Not only has Glee brought in a youthful audience to Morrison’s solo shows, but in general it has sparked a resurgence of interest in the Broadway musical. Thanks to cultural phenomenons such as Glee and Hamilton, musical theater is no longer languishing in the shadows as a niche interest. Morrison says he hasn’t noticed it from the inside of the process (“It’s the same experience being a performer”), but that box office numbers and the general interest in musicals has increased. “It’s a great time for Broadway,” he says, “but, on the inside, I feel like it’s still the same tight-knit, great community.”

Morrison hopes his concerts help perpetuate interest in both musical theater and the Great American Songbook. “It was the height of storytelling,” he says. “Today with music, a lot of people are just trying to come up with a cool beat. … We’ve lost that true songwriting in a lot of ways. Back then, it was so simple. You take music and lyrics, and you tell a story, and that was the basis of everything.”

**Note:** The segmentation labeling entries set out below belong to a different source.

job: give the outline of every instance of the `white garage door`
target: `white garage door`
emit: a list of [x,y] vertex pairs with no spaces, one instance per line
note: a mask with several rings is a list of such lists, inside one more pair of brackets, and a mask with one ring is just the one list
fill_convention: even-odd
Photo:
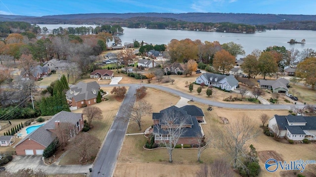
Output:
[[43,149],[36,149],[36,155],[42,155]]
[[34,155],[33,149],[25,149],[25,155]]

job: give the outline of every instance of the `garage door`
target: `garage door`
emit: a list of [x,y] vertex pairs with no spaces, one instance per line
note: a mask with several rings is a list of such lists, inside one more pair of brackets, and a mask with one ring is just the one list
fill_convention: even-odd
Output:
[[43,149],[36,149],[36,155],[42,155]]
[[33,149],[25,149],[25,155],[34,155]]

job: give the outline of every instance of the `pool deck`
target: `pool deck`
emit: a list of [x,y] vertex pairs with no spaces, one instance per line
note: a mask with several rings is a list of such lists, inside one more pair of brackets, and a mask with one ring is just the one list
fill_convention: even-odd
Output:
[[[16,136],[15,136],[15,138],[19,138],[19,139],[22,139],[24,138],[24,137],[25,137],[25,136],[28,135],[28,134],[26,133],[26,129],[27,128],[29,128],[29,127],[30,127],[31,126],[34,126],[34,125],[38,125],[42,124],[43,123],[45,123],[47,122],[47,121],[45,121],[42,122],[32,122],[32,123],[31,123],[31,124],[30,124],[30,125],[26,127],[24,127],[24,128],[22,128],[22,129],[21,129],[21,130],[18,131],[18,133],[16,134]],[[18,137],[17,135],[18,135],[19,134],[22,134],[22,136]]]

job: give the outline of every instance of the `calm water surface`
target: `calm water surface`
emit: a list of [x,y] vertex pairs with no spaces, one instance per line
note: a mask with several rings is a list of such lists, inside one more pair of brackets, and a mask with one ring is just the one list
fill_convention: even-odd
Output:
[[[95,28],[96,25],[38,24],[41,28],[46,27],[48,30],[81,26]],[[268,30],[253,34],[228,33],[196,32],[182,30],[153,30],[144,28],[123,28],[124,34],[119,36],[124,42],[132,42],[133,39],[143,40],[153,44],[168,44],[172,39],[178,40],[186,38],[201,41],[218,41],[221,44],[230,41],[241,44],[248,55],[255,49],[264,50],[270,46],[284,46],[287,49],[294,48],[299,50],[304,48],[316,49],[316,31],[306,30]],[[298,41],[305,39],[305,44],[290,44],[287,43],[291,39]]]

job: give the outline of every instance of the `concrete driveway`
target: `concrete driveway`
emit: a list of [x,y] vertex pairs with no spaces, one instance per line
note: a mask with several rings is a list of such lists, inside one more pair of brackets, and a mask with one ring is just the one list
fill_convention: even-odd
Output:
[[42,170],[48,174],[89,174],[89,168],[92,164],[57,165],[53,164],[47,165],[43,162],[40,155],[16,155],[10,163],[5,166],[6,170],[16,172],[19,170],[30,168],[34,170]]

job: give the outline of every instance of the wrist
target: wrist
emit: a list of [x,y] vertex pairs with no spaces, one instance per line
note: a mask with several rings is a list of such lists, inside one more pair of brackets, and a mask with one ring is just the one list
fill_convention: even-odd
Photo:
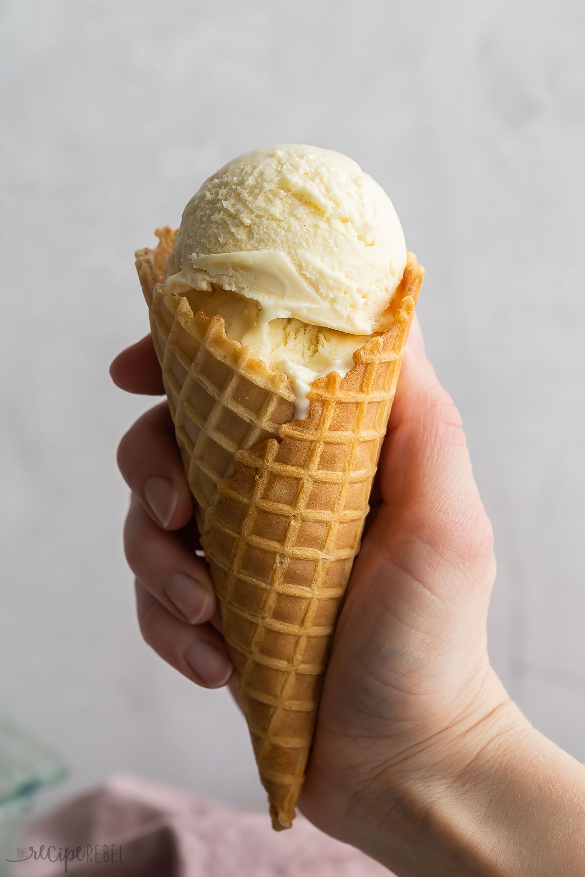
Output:
[[585,768],[499,690],[467,730],[429,741],[432,759],[380,774],[350,843],[401,877],[583,873]]
[[350,808],[344,839],[401,877],[503,873],[489,870],[486,814],[518,739],[531,731],[490,670],[482,697],[456,725],[377,774]]

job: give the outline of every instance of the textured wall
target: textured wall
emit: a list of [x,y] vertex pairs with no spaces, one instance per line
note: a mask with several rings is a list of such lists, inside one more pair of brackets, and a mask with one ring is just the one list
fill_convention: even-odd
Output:
[[496,530],[493,660],[585,757],[584,32],[580,0],[3,4],[0,702],[68,759],[60,795],[125,769],[263,806],[227,695],[139,638],[114,451],[146,403],[107,367],[147,327],[133,250],[295,140],[371,173],[426,267]]

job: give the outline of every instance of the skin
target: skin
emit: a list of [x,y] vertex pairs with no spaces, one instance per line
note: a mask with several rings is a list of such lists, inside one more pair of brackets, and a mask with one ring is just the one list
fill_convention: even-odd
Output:
[[[149,337],[111,374],[129,392],[163,393]],[[142,634],[196,684],[224,685],[232,667],[166,403],[134,424],[118,460]],[[489,665],[492,528],[417,323],[367,524],[303,812],[400,877],[585,873],[585,770],[530,725]]]

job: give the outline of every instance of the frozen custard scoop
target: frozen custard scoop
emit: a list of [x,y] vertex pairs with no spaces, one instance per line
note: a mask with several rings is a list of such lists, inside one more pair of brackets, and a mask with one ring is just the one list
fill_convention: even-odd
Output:
[[290,828],[423,280],[382,189],[249,153],[136,253],[275,829]]
[[339,153],[294,144],[242,155],[203,183],[185,208],[165,289],[206,293],[197,306],[289,374],[303,417],[315,377],[345,375],[354,351],[389,327],[405,265],[382,187]]

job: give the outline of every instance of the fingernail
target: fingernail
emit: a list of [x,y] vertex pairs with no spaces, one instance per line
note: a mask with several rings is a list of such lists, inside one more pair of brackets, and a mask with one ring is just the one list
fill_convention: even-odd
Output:
[[225,685],[232,675],[232,667],[229,660],[204,639],[191,643],[185,652],[185,660],[203,682],[213,688]]
[[171,480],[165,475],[151,475],[144,485],[144,495],[161,525],[168,527],[179,500]]
[[165,594],[191,624],[196,624],[211,599],[210,588],[185,573],[173,573],[169,576]]

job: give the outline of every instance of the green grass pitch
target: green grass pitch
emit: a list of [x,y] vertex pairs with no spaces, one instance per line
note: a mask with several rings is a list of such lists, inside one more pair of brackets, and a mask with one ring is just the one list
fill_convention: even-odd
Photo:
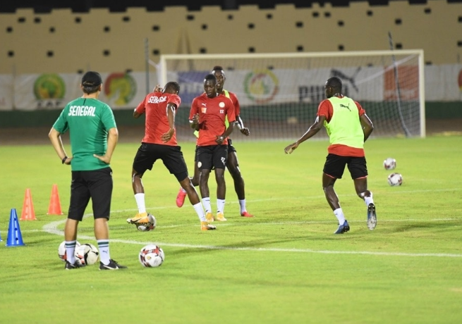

When your concert is about telling your life story, it’s helpful to have a set list that does it for you. “It’s so easy to sing these songs because I really fall into the acting of them,” he says. “They’re so easy to act because they’re really just great stories. When I hear a standard, I almost don’t want the song to end because I just want the story to keep going.”

When it’s Morrison telling the story, it’s hard not to feel the same way.

Matthew Morrison at the Broad Stage, 1310 11th St., Santa Monica; Sat., Jan. 14, 7:30 p.m.; $75-$115. thebroadstage.com.